Concern Posture Mitigation / roadmap
SPOF (single VM) accepted for cost off-box daily backup → Cloudflare R2 (backup-r2); HA mirrors ADR-0105
Data durability / DR filesystem volumes daily off-box backup → R2 of obs+CF+Stripe+AWS(RDS dump/tfstate/TBI)+GitHub+Auth0, size-aware ≤10 GB free tier, monitored (backups-dr + backup_dr alerts).
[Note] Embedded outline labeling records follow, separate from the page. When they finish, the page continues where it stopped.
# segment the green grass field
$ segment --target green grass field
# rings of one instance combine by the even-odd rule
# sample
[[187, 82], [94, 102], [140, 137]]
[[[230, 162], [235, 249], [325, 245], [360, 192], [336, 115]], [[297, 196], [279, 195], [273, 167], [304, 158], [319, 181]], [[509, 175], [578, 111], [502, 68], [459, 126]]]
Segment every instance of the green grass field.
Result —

Full restore: DR-RESTORE-RUNBOOK
Secret exposure .env 0600, gitignored dedicated read-only keys per source (Stripe rk_, AWS RO obs-backup-ro, GitHub PAT, Auth0 M2M, R2 token); no secret VALUES in R2 (only names/ARNs)
Backup tamper / public exposure R2 bucket private (no r2.dev/custom domain; anon GET=400) backup_r2_bucket_public metric + R2BucketPublic critical alert; encrypted at rest + TLS
Public attack surface only 80/443 Caddy security headers, Hetzner firewall, no published service ports
Cost creep free tiers CF Free, Plausible deferred until profitable, Stripe API free
Alert fatigue curated rules golden-signals + business only; see prometheus/alerts.yml

9. Cost model

Item Monthly
Hetzner cx23 (VM + IPv4) ≈ €5
Cloudflare Analytics (Free) €0
Stripe API €0
AWS CloudWatch (read API calls) ≈ €0 (negligible)
Plausible €0 today (deferred; ~US$9/mo when activated)
Total ≈ €5/mo

Compare: AWS OpenSearch production domain ≈ US$ 700+/mo. See ADR-0106 §alternatives.